INTERNATIONAL : La junte au pouvoir au Burkina Faso a rejeté le délai proposé par la Communauté économique des États de l’Afrique de l’Ouest sur l’organisation des élections. Lors d’une conférence de presse, Ouagadougou a rappelé à l’opinion que le gouvernement du Burkina Faso agit en toute autonomie, « en fonction des réalités du terrain ».
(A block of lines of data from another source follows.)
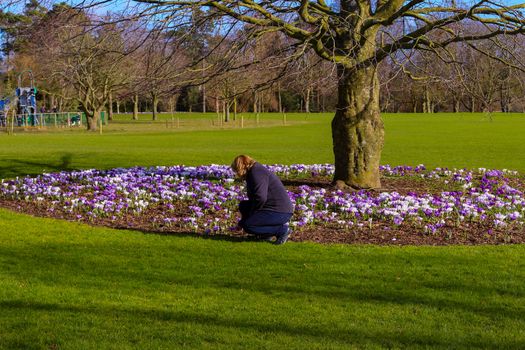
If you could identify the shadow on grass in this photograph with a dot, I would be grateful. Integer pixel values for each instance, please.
(18, 167)
(213, 237)
(351, 334)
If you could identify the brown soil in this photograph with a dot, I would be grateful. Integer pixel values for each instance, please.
(379, 233)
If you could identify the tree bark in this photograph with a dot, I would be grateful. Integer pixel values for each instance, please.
(155, 102)
(110, 107)
(307, 101)
(357, 130)
(92, 120)
(136, 107)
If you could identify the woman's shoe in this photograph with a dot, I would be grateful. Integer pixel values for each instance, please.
(284, 237)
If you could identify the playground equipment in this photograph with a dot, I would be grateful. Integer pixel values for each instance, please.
(26, 106)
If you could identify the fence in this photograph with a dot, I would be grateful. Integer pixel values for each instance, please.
(57, 120)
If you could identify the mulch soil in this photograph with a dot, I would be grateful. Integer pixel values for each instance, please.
(378, 233)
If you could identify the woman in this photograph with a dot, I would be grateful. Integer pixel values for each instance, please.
(268, 209)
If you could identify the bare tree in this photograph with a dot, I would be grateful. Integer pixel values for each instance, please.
(347, 33)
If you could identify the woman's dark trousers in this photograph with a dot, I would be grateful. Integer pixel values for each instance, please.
(263, 223)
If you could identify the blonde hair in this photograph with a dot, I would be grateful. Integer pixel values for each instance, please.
(241, 164)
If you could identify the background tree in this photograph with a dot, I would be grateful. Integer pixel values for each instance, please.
(347, 34)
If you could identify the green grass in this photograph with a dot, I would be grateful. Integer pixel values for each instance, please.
(445, 140)
(77, 287)
(70, 286)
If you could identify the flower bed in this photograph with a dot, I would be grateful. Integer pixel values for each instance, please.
(478, 206)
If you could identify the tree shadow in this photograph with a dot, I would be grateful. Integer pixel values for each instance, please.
(344, 332)
(18, 167)
(213, 236)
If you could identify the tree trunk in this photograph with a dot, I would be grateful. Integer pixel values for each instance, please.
(307, 101)
(92, 120)
(110, 107)
(136, 107)
(357, 130)
(155, 102)
(279, 98)
(226, 108)
(203, 98)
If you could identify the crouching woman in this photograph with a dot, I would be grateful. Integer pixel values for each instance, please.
(268, 210)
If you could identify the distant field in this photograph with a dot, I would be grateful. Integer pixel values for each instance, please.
(447, 140)
(70, 286)
(65, 285)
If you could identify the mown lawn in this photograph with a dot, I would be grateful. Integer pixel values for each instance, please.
(69, 286)
(440, 140)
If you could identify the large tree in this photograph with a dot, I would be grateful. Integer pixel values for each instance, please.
(356, 35)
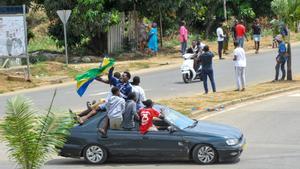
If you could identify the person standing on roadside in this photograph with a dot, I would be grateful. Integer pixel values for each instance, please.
(239, 67)
(183, 37)
(226, 29)
(207, 69)
(281, 58)
(221, 36)
(241, 33)
(153, 39)
(275, 30)
(256, 29)
(233, 31)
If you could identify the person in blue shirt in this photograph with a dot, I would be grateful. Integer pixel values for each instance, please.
(206, 59)
(122, 84)
(153, 39)
(281, 58)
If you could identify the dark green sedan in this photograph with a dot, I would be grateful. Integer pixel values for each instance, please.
(178, 138)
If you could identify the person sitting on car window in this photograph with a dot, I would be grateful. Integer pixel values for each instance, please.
(139, 92)
(106, 81)
(130, 113)
(146, 115)
(115, 108)
(91, 110)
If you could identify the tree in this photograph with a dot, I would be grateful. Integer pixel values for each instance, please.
(288, 11)
(88, 23)
(32, 138)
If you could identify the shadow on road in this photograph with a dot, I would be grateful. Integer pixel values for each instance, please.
(192, 82)
(81, 162)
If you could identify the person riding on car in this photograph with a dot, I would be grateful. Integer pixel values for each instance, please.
(147, 114)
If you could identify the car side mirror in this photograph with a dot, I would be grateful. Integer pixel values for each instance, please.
(172, 129)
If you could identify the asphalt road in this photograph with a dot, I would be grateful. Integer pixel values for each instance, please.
(271, 127)
(163, 84)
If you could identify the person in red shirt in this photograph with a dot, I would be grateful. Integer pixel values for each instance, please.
(240, 30)
(146, 115)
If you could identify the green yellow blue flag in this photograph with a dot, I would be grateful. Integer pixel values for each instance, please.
(84, 80)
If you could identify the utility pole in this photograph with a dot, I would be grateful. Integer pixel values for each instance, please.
(160, 23)
(225, 10)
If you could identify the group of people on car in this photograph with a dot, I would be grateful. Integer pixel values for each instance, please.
(126, 105)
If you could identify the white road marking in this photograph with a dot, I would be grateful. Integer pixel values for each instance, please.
(99, 94)
(244, 104)
(295, 95)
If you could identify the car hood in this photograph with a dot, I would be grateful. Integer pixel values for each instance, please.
(215, 129)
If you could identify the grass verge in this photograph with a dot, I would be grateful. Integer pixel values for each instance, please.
(202, 102)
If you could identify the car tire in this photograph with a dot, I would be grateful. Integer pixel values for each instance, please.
(204, 154)
(95, 154)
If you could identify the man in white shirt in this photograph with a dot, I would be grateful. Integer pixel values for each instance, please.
(221, 36)
(240, 66)
(139, 92)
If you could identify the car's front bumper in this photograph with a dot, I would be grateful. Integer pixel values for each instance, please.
(71, 150)
(232, 153)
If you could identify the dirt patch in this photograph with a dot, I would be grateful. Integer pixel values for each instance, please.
(199, 102)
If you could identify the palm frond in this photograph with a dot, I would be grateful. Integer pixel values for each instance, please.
(32, 139)
(17, 129)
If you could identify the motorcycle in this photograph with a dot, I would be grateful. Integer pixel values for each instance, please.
(187, 68)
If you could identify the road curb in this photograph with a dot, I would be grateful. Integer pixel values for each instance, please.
(241, 100)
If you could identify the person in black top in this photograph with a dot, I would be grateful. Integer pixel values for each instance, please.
(256, 34)
(207, 69)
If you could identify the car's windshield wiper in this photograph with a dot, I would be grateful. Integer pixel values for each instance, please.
(193, 125)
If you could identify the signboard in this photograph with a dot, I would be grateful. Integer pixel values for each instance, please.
(12, 36)
(64, 15)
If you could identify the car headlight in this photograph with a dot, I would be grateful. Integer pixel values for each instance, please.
(232, 141)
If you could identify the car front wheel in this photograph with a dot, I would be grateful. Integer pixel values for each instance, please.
(204, 154)
(95, 154)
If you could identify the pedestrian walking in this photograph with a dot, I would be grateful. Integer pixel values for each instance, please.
(221, 36)
(280, 59)
(241, 33)
(275, 30)
(256, 29)
(233, 31)
(153, 39)
(284, 31)
(183, 37)
(226, 29)
(239, 67)
(207, 69)
(142, 35)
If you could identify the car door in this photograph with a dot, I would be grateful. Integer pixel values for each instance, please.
(163, 144)
(121, 142)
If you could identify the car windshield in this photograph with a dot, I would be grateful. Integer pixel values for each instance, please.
(175, 118)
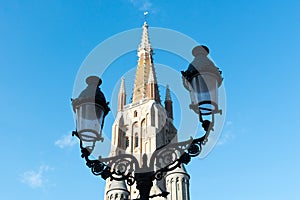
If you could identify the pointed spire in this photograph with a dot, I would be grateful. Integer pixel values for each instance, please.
(145, 73)
(152, 77)
(145, 42)
(122, 87)
(168, 94)
(122, 95)
(169, 103)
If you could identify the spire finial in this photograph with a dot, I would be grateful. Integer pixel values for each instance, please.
(168, 94)
(145, 17)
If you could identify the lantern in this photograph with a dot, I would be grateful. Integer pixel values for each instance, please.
(90, 109)
(202, 79)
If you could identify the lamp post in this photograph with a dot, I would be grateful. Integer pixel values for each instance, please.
(202, 79)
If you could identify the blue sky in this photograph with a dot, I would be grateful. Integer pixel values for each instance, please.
(255, 43)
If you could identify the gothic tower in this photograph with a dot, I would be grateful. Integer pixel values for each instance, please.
(144, 125)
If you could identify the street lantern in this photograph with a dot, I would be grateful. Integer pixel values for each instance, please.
(202, 79)
(90, 109)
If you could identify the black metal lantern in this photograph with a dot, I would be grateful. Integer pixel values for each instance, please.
(90, 109)
(202, 79)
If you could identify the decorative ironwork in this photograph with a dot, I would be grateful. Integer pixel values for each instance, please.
(164, 159)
Le gouvernement burkinabé s’est exprimé, jeudi 31 mars, après les préoccupations formulées par les dirigeants de la Communauté économique des États de l’Afrique de l’Ouest sur la passation du pouvoir à un régime civil et la libération sans délai et sans condition de l’ex-Président Roch Marc Christian Kaboré. Au cours d’une conférence de presse, le porte-parole du gouvernement du Burkina Faso, Lionel Bilgo, a affirmé que « le gouvernement du Burkina Faso ne subit qu’un seul délai. Celui de bien faire les choses, celui d’agencer son action conformément aux réalités du terrain, en toute objectivité avec la plus grande prudence et le plus grand réalisme possible ».

Dans sa communication, le porte-parole du gouvernement a précisé que « depuis un peu plus de trois semaines, des concertations ont été initiées au niveau national et se poursuivent dans l’optique d’aboutir au retour de l’ancien Président dans une résidence familiale de son choix tout en garantissant sa sécurité ».

Le 25 mars, la CEDEAO a maintenu la suspension du Burkina Faso et de la Guinée de toutes ses instances jusqu’au rétablissement de l’ordre constitutionnel. A cette occasion, elle s’est dite « très préoccupée par la durée de la période de transition »tout en exigeant la libération du Président Roch Kaboré, au plus tard le 31 mars, faute de quoi, « des sanctions individuelles seront imposées aux autorités de transition ».